Left: A “normal” photo of the theta 1 Ori C binary star. Middle: the same object with MagAO’s adaptive optics. This photo is about 17 times sharper via Laird Close and Ya-Lin Wu; NASA, C.R. O’Dell and S.K. Wong


This picture is a close up of the Orion nebula as you’ve never seen it before – the sharpest image of Orion ever taken. This image wasn’t taken by Hubble, or Chandra, or any of our other space-based observatories. Instead, this image was taken by an Earth-based telescope. The image itself is a technological demonstration of a fantastic new feature available for Earth-based telescopes – the Adaptive Secondary Mirror (ASM).


Ground-based telescopes have always dealt with atmospheric turbulence and other anomalies in the atmosphere that make ground-based observing very hard. The atmosphere manages to disrupt our view, handicapping many of the world’s most powerful telescopes. The ASM technology eliminates that atmospheric disturbance allowing ground-based telescopes to approach their theoretical observing limits. This technology allows telescopes that have main mirrors with larger diameters to operate just like a space-based telescope. We can essentially triple or quadruple the type of visible light quality we accept from Hubble with the application of this new method.

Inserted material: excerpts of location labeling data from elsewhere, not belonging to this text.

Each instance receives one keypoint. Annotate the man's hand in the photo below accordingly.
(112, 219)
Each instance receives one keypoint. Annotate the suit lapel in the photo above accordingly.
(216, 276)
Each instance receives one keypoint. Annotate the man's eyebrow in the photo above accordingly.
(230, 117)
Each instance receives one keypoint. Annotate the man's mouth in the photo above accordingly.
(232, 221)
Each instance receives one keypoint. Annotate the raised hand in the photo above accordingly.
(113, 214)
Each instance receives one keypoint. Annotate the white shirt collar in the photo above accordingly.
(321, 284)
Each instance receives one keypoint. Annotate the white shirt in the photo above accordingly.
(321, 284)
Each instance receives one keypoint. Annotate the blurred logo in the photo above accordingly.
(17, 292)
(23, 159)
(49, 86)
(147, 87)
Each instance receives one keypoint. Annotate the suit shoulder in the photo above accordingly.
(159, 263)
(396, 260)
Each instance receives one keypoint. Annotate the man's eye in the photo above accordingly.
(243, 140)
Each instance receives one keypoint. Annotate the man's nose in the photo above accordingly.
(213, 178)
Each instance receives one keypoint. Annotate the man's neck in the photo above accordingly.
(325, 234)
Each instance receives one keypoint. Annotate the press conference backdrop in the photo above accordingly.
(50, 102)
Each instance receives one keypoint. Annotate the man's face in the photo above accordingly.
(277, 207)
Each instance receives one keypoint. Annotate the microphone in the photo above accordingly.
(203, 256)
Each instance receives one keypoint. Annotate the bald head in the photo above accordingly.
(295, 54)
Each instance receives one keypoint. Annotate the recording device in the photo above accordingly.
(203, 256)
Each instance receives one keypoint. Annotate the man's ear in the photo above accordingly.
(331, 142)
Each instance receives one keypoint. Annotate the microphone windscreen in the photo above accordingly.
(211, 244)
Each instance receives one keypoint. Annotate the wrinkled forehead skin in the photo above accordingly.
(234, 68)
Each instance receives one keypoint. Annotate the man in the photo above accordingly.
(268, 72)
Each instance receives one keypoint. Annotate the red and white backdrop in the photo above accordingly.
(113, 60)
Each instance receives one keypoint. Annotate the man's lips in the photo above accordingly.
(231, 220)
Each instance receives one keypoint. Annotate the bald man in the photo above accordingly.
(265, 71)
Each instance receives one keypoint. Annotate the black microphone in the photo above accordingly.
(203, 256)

The entire package is called MagAO (for Magellan Adaptive Optics). The first test for the technology revolved around Theta 1 Ori 2 – a binary pair orbiting very close to one another (the stars are about the same distance apart as Earth and Uranus are). The binary system is so close, in fact, that scientists have been having a hard time verifying the system as a binary instead of one star. The new picture was able to resolve the binary pair as two distinct stars – a major win for technology.


Now, with our vast array of ground-based telescopes, we can systematically upgrade them with the new MagAO technology to allow for some stunning visible-light science. Other types of observing (like infrared) could make a little use of this technology, but not much. That deals with how infrared light interacts with the atmosphere which works beyond simply ‘blurring’ from atmospheric disturbances.